A company could stay private longer while finding those elusive excess profits and when they eventually did go public, the retail investor was sold on the further growth prospects which justified peak valuations, and more often than not, was left holding the bag (think Zomato, Paytm). All this was ok until the money was cheap/interest rates low, and the world was oversold on the COVID-19 bounce back but --- every party must end, and this did as well…interest rates were hiked, and we returned to living as we were pre COVID-19, to an extent.

In this new world where money is more expensive – all capital allocators are facing competing priorities, be it the endowment funds deciding which venture fund to invest in and how much percentage to allocate across asset classes to the venture funds selecting between shoring up existing portfolios or backing new founders then on to founders making decisions around retrenchments, pulling back on ad spend so they can preserve capital for an apparently uncertain future.

Ultimately in this New World – what is the New Unicorn?
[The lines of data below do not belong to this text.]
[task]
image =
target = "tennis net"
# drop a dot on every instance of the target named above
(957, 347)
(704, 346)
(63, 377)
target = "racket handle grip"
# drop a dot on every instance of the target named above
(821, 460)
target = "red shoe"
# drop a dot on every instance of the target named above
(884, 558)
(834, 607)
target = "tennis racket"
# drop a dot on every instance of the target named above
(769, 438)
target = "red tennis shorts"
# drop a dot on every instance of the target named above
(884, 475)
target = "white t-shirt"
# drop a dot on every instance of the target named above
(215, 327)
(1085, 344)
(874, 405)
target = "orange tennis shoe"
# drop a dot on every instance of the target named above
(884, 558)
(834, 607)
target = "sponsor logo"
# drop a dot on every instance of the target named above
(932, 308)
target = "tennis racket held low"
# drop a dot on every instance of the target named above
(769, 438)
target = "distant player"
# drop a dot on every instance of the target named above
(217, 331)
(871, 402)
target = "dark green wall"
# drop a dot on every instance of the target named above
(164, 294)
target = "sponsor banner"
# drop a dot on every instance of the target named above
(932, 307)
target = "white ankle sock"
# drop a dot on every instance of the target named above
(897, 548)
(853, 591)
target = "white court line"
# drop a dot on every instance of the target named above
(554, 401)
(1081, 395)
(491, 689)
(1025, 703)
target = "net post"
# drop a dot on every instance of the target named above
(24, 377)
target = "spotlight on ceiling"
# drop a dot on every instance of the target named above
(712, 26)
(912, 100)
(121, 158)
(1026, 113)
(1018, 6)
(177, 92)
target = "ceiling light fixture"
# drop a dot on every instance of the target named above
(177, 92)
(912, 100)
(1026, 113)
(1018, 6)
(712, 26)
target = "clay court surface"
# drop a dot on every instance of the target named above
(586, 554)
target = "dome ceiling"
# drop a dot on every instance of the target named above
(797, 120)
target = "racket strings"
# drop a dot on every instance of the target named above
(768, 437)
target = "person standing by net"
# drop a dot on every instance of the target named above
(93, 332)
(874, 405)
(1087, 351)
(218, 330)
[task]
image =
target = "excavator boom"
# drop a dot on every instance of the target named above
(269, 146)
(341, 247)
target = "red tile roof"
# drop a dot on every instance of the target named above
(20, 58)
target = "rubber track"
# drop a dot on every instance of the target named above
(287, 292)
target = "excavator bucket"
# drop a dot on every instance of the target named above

Tracking back to the genesis of the term -- a company that deserves praise, is rare and ubiquitous with start-up success? It is a start-up which serves customers profitably through technology and can do so on a long-term (sustainable) basis while driving customer demand (revenue). At its foundation are founders who have a radical acceptance of the current environment and an astute capital allocator mindset. Start-ups can only survive (and eventually thrive), if they create value for their customers and capture value for themselves at the same time.

Long as you can take these steps and survive, there will be capital available in the future, a well-known fact that VCs in India alone are sitting on nearly $16 billion of dry powder, majority of which is waiting to be deployed.